The recent addition of these lines resulted in a big performance boost: lib/portage/dep/__init__.py 20:from functools import lru_cache 402:@lru_cache(1024) lib/portage/versions.py 13:from functools import lru_cache 111:@lru_cache(1024) 309:@lru_cache(10240) The values 1024 and 10240 were chosen for some trade-off of speed and ram usage. However, with 64 gigs of ram, my trade-offs might be different than your trade-offs. Therefore, I propose a user-configurable scaling knob, PORTAGE_LRU_CACHE_SCALING_FACTOR. These would then be used like: @lru_cache(1024 * PORTAGE_LRU_CACHE_SCALING_FACTOR) This way, users with excess ram could trade it for a performance boost. Reproducible: Always
We can hook this into the portage.data._init(settings) function which is used to initialize things with user configuration settings.

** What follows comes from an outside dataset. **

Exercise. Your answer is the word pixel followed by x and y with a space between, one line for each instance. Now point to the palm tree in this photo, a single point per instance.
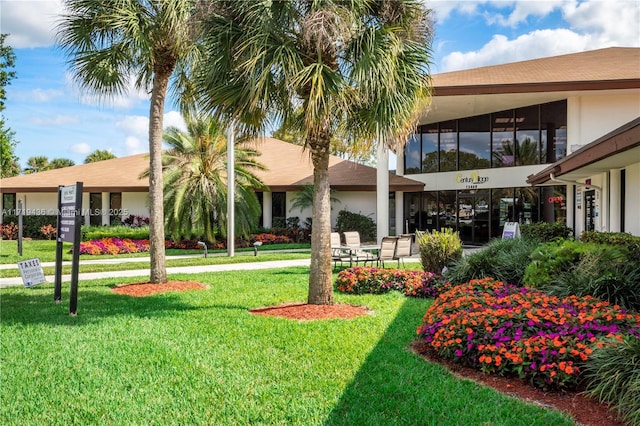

In https://bugs.python.org/issue24969 there's a rejected proposal to allow runtime resize of lru_cache instances, with rationale give that a lru_cache instance has a __wrapped__ attribute which can be used to unwrap and re-wrap the wrapped function. A disadvantage of the function re-wrapping approach is that it would not be possible to replace all previous imports of the wrapped function with new lru_cache instance, so we would need to add an additional decorator to serve as a layer of indirection for cases when the wrapped function has been imported into another module. However, I expect the performance impact of this extra decorator layer to be negligible.